A glancing blow from a wintry blast in Wyoming likely will lend a hand, according to weather service forecasts from the offices at Lee Bird Field and in Cheyenne.
The system’s eastern edge will reach into west central Nebraska after 4 p.m. Tuesday, producing chances of severe weather along with brisk southeast winds as high as 40 mph.
After reaching the low 70s Tuesday, daytime highs in North Platte will be limited to the mid- to upper 50s Wednesday and Thursday, according to the weather service’s seven-day forecast Monday afternoon.
That first freeze becomes more likely in midweek after a second near-miss Monday, when the temperature bottomed out at 34 degrees just before 8 a.m.
Early morning lows are expected to hover around 44 Tuesday and 40 Wednesday, then dip to around or just below the 32-degree threshold the rest of the week, the weather service said.
The season’s first chance of snow — a slight one — enters the forecast Thursday night and early Friday.
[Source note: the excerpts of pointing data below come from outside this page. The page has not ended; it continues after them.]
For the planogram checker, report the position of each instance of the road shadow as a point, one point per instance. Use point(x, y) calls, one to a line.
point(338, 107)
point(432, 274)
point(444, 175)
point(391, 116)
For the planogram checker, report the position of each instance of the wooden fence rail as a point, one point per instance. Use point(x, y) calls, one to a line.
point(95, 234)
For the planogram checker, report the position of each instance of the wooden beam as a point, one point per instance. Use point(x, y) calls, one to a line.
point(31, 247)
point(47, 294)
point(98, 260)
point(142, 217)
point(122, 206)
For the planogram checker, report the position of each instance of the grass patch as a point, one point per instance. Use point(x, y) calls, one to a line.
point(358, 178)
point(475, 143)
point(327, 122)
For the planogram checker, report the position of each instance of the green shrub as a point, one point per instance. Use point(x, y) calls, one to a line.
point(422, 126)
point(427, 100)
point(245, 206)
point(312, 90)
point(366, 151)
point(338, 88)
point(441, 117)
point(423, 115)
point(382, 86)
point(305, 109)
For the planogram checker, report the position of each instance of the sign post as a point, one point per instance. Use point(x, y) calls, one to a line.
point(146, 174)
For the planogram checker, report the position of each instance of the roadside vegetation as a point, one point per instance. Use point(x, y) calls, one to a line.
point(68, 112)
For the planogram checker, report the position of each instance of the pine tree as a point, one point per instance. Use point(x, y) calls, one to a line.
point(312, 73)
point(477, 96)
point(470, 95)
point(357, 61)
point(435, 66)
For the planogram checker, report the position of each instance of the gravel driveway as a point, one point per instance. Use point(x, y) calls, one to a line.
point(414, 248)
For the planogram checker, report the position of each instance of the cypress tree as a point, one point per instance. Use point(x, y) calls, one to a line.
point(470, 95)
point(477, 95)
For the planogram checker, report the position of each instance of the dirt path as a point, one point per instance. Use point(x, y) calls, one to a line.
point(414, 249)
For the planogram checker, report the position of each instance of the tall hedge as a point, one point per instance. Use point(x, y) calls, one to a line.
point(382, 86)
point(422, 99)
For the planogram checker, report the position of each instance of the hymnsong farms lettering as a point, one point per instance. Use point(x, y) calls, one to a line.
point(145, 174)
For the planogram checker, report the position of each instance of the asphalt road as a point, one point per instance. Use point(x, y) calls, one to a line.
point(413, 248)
But high temperatures will rebound to the mid-60s Friday and the upper 60s this weekend.
The North Platte airport’s first freeze hasn’t been this late since Oct. 16, 2015. The latest known initial freeze for the city took place on Oct. 28, 1931, based on full-year weather records dating to 1875.
Interestingly enough, the average first-freeze date for North Platte has moved up on the calendar and out of October over the years observers have kept records.
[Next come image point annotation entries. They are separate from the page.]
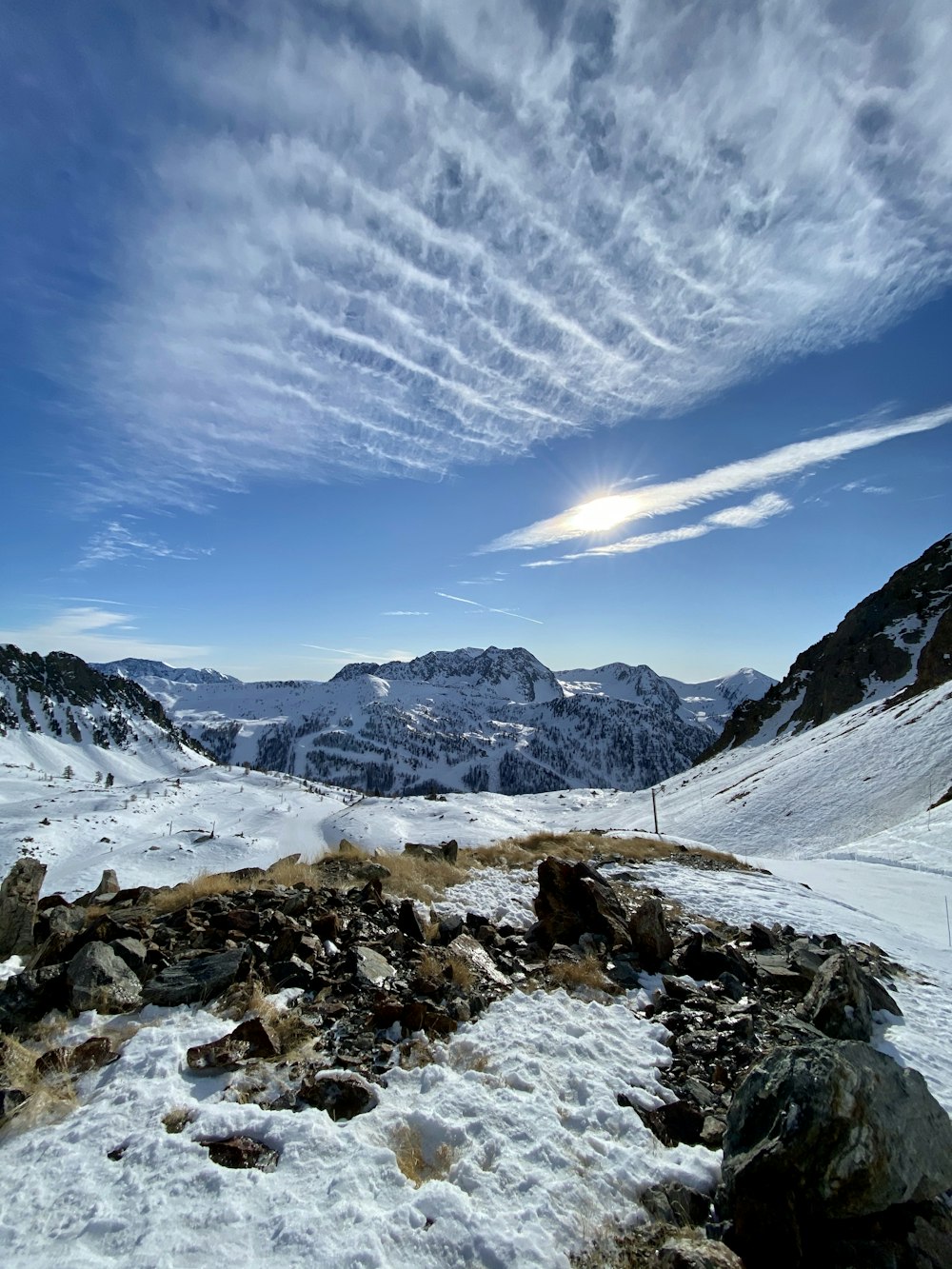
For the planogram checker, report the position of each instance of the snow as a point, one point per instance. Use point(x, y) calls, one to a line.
point(520, 1108)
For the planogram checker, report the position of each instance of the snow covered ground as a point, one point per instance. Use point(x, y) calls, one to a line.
point(517, 1117)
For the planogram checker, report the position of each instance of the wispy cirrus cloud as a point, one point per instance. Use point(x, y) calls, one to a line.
point(120, 540)
point(396, 236)
point(750, 515)
point(653, 500)
point(486, 608)
point(97, 635)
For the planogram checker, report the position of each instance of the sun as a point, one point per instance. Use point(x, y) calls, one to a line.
point(601, 514)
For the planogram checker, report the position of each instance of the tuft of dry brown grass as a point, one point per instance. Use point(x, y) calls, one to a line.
point(413, 1161)
point(588, 972)
point(50, 1096)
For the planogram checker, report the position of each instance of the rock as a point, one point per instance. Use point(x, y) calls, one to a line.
point(343, 1094)
point(89, 1056)
point(249, 1040)
point(18, 906)
point(676, 1204)
point(697, 1254)
point(649, 934)
point(409, 922)
point(98, 979)
point(30, 995)
point(701, 959)
point(838, 1001)
point(198, 979)
point(676, 1123)
point(372, 966)
point(826, 1131)
point(132, 951)
point(242, 1153)
point(446, 850)
point(573, 900)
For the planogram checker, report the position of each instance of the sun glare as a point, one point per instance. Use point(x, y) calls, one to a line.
point(601, 514)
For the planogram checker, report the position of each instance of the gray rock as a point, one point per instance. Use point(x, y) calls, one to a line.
point(98, 979)
point(824, 1132)
point(838, 1001)
point(18, 906)
point(198, 979)
point(649, 934)
point(697, 1254)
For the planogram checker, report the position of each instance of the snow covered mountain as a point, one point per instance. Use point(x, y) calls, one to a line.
point(710, 704)
point(59, 712)
point(895, 644)
point(472, 719)
point(137, 667)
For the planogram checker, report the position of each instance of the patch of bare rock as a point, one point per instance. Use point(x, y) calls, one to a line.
point(834, 1157)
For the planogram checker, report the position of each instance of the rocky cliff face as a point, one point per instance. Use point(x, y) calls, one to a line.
point(897, 644)
point(63, 697)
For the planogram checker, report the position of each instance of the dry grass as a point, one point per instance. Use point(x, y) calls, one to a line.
point(588, 974)
point(288, 1027)
point(419, 876)
point(407, 1143)
point(50, 1096)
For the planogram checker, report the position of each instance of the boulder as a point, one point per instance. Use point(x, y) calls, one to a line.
point(826, 1131)
point(574, 900)
point(242, 1153)
point(343, 1094)
point(98, 979)
point(649, 934)
point(838, 1001)
point(202, 978)
point(18, 906)
point(249, 1040)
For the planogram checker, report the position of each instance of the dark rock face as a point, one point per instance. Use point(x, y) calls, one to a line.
point(649, 933)
point(249, 1040)
point(573, 900)
point(98, 979)
point(822, 1132)
point(838, 1001)
point(343, 1094)
point(834, 674)
point(198, 979)
point(18, 906)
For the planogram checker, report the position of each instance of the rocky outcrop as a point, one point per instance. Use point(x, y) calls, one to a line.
point(828, 1131)
point(18, 906)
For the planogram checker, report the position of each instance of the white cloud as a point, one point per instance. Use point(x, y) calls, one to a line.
point(120, 541)
point(748, 517)
point(653, 500)
point(93, 635)
point(417, 235)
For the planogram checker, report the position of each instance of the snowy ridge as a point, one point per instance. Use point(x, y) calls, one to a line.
point(493, 720)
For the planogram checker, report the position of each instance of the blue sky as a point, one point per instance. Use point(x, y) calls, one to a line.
point(337, 331)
Readings were taken inside the city from late 1874 until the weather service set up its airport office in 1948. The average first-freeze date was Oct. 3 during those first approximately 75 years and has been Sept. 26 since.
Travelers headed west into Wyoming Tuesday and Wednesday are likely to encounter the winter driving season’s first major obstacles, according to Cheyenne’s weather service office.
Winter storm watches or warnings have been issued for central Wyoming as far east as Laramie, with the strongest chances for disruptive snow Tuesday night and early Wednesday on Interstate 80 between Laramie and Rawlins.
Snow chances for I-80’s Laramie-to-Cheyenne stretch are rated as moderate Wednesday morning, the Cheyenne weather service office said.
Wintry mixes are more likely in the Kimball and Scottsbluff-Gering areas, with little to no snow accumulation expected. Sidney isn’t expected to see snow as the storm moves through.
Winter weather advisories are posted for Colorado’s northwest Rockies but not for the Front Range, said the weather service’s Boulder office.